Hiking the Yuanyang rice terraces - well off the beaten track
- Beyond tourist-trap villages like Qingkou lies a welcoming, authentic taste of rural China
- A professor from Azheke has initiated a bilingual programme to educate visitors about the culture and kin of the Hani ethnic minority

Many of northern China’s migratory birds winter in bucolic Yunnan province and, as the mercury dropped in Beijing in November, I followed suit.
A journey south from the Yunnan capital, Kunming, trades kilometres for degrees and I’m in short sleeves by the time I reach Honghe Hani and Yi autonomous prefecture.
The air smells as rich as the claret hills that define this land, hemmed in by the Red and Mekong rivers. It’s the local dress sense, however, that tells me I’ve reached Zomia – an academic term denoting the uplands of Southeast Asia and Southwest China inhabited by minority peoples. The female commuters in Nansha township, where I transit from air-conditioned coach to mountain-bound minibus, are all sporting the flowery costumes of their tribe, be it Yao, Miao, Dai, Hani or Yi.

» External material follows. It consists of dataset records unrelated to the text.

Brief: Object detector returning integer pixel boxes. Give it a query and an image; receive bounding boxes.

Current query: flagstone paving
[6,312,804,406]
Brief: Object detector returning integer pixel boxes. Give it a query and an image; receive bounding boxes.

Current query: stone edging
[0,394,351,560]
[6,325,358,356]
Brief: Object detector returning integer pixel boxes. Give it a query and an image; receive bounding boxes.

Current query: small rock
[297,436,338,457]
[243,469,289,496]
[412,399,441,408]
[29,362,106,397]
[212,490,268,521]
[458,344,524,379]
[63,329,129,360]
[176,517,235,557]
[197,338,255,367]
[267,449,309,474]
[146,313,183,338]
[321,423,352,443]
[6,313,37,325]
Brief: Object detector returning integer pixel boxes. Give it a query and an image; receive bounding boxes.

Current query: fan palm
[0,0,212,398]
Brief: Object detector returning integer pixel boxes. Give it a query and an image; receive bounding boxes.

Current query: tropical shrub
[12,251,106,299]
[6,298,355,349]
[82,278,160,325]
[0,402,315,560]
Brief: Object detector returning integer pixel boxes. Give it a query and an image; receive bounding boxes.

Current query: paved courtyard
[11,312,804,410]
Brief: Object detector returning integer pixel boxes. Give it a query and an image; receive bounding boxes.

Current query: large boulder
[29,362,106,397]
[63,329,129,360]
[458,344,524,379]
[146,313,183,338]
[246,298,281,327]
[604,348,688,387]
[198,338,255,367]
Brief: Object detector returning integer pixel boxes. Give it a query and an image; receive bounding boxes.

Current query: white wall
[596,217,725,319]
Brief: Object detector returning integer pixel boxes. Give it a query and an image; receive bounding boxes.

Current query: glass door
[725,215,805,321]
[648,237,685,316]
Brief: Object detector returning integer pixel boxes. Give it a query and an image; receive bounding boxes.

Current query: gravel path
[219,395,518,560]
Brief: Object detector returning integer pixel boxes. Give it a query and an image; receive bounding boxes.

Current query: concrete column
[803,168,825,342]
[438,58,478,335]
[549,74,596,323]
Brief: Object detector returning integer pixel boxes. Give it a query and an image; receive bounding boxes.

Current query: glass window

Xinjie is a lively market town that doubles as the regional transport hub for visitors to the Honghe Hani rice terraces. Every street heaves with activity: seamstresses fix bright orange stockings; hole-in-the-wall cobblers bang at leather shoes; wrinkled mountain women sell home-grown fruits from wicker baskets.

The township is best seen from a mountainside temple, I discover, a stiff hike leading to a panorama of tenement-lined winding roads fraying to the very edges of a high ridge.